The laughs are cute and spare in the Swiss comedy “Golden Years,” a movie more interested in looking at what the novelist Tom Robbins said was the “ONLY” question in life worth asking — “How to make love stay.”
Are we entering an evolutionary change in the nature of marriage and “life partnership,” thanks to people living longer, with more access to more distractions — human and otherwise — even in life’s twilight?
“Will it go along like this until the end,” our frustrated heroine, Alice, asks her disinterested husband of 42 years, Peter? She can’t be the only one wondering this.
Peter (Stefan Kurt) retires, gets a pink balloon and a giant jug of cheap bourbon at the office and a congratulatory party at home. He seems all set to settle in to this new place in life.
But jazzercising free spirit Alice (Esther Gemsch) is more excited for the Mediterranean cruise their two adult children have bought for them. Peter wants to give it back, but Alice won’t hear of it.
Then their dear friend Magali (Elvira Plüss) dies in Alice’s arms on a hike. Alice is crushed. Peter is upset. And his solution for newly widowed Heinz’s (Ueli Jäggi) despair is to invite him on their “romantic” cruise.
Alice’s dismay is obvious from the first, and will only grow after they board and set sail.

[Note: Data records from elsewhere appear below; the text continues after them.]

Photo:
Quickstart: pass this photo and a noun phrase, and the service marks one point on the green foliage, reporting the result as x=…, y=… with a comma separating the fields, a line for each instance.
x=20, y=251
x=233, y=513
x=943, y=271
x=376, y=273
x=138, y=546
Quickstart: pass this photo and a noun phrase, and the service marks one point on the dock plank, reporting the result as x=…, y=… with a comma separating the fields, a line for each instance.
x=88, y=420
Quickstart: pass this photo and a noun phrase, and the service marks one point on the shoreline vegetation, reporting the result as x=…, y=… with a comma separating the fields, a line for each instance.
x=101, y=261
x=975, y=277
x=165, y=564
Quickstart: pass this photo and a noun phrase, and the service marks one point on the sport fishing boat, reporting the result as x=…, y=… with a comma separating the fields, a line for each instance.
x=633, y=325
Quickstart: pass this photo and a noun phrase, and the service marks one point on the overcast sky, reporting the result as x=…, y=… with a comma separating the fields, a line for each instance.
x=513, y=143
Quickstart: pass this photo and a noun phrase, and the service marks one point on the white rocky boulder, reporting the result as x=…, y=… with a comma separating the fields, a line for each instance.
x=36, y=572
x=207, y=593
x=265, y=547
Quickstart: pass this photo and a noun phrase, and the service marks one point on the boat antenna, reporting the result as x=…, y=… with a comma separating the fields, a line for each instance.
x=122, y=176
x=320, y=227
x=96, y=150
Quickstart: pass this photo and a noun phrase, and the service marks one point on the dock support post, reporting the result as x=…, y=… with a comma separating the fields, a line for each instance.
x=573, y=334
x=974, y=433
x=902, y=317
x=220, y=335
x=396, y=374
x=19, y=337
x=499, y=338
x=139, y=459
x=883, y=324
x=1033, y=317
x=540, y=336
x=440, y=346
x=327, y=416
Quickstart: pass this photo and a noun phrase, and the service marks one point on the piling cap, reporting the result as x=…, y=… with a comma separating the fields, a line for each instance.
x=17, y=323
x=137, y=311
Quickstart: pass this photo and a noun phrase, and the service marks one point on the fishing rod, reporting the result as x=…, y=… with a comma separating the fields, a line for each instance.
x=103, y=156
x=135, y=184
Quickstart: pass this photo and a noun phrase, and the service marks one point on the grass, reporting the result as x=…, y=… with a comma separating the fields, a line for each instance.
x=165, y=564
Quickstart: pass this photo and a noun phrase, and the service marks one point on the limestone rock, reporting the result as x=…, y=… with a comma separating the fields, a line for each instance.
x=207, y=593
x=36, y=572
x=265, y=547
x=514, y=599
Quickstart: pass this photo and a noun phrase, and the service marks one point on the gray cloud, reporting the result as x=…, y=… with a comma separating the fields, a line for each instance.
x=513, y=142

The fact that their children (Isabelle Barth and Martin Vischer) are in a troubled marriage and deep into a Tinder addiction respectively troubles her. And as Magali’s last words were for her to fetch “letters” from her nightstand, evidence of a years-long affair with in neighboring France gets Alice wondering about other ways to live the rest of her life.
Director Barbara Kulcsar takes her time setting up the contrasts — Peter’s life-extending exercise/vegetarian lifestyle vs. Alice’s “I’m only 65. I’m not 90 YET” (in German with English subtitles) fury at his disinterest — and takes more time pointing the picture in the direction we’ve known it would go from the moment we see the letters and that they have a French return address on them.
Our filmmakers tease the same sex lifestyle options and how attractive those might look to people whose sexual ardor has cooled, or is ripe for a “something different” revival.
“Golden Years” is a romantic comedy with questions and perhaps a very modern “answer” to that “Will it go on like this until the end?” challenge. But even though it’s well-acted, scenic and charming enough, perhaps finding a few more laughs should have been a higher priority.
Rating: 16+, adult themes and situations
Cast: Esther Gemsch, Stefan Kurt, Ueli Jäggi, Gundi Ellert and Elvira Plüss
Credits: Directed by Barbara Kulcsar, scripted by Petra Biondina Volpe. A Music Box release on Amazon Prime.